En este sentido, parece que la figura de Ferrer encaja mejor con los adjetivos de librepensador y francmasón que no exactamente con el de anarquista.  No obstante, después de su trágica muerte y de que se convirtiera en un símbolo europeo, la práctica totalidad del anarquismo del momento se lo hizo suyo.

La noche anterior a su asesinato escribió un testamento. En él podía leerse: «Deseo que en ninguna ocasión ni próxima ni lejana, ni por uno ni otro motivo, se hagan manifestaciones de carácter religioso o político ante los restos míos, porque considero que el tiempo que se emplea ocupándose de los muertos sería mejor destinarlo a mejorar la condición en que viven los vivos, teniendo gran necesidad de ello casi todos los hombres. (…) Deseo también que mis amigos hablen poco o nada de mí, porque se crean ídolos cuando se ensalza a los hombres, lo que es un gran mal para el porvenir humano. Solamente los hechos, sean de quien sean, se han de estudiar, ensalzar o vituperar, alabándolos para que se imiten cuando parecen redundar al bien común, o criticándolos para que no se repitan si se consideran nocivos al bienestar general».

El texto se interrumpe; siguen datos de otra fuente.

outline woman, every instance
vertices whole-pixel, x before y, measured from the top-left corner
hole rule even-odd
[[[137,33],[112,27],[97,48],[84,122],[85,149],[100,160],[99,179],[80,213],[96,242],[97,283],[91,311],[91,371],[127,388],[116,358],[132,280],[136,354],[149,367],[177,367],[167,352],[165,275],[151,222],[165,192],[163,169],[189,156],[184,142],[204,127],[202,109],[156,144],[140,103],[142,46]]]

Llegado el momento de la ejecución, Ferrer, de cara al piquete, sereno, reposado, y con voz clara, gritó dirigiéndose a los soldados: “¡Soy inocente! ¡Viva la Escuela Moderna!”.

Se dice que Ferrer está considerado “el catalán más famoso de Bélgica”. Y unas sesenta calles llevan su nombre en lugares como Francia, Bélgica, Portugal o Brasil. Se da la paradoja de que la historia lo ha elevado a la categoría de ídolo, cuando él siempre dijo que no deseaba serlo.

En Barcelona, el año 1990 se inauguró un monumento a Ferrer. Está situado en la avenida del Estadi, es una escultura de bronce de Auguste Puttemans. Representa a una figura humana desnuda, ubicada sobre un pedestal, que levanta una antorcha hacia el cielo.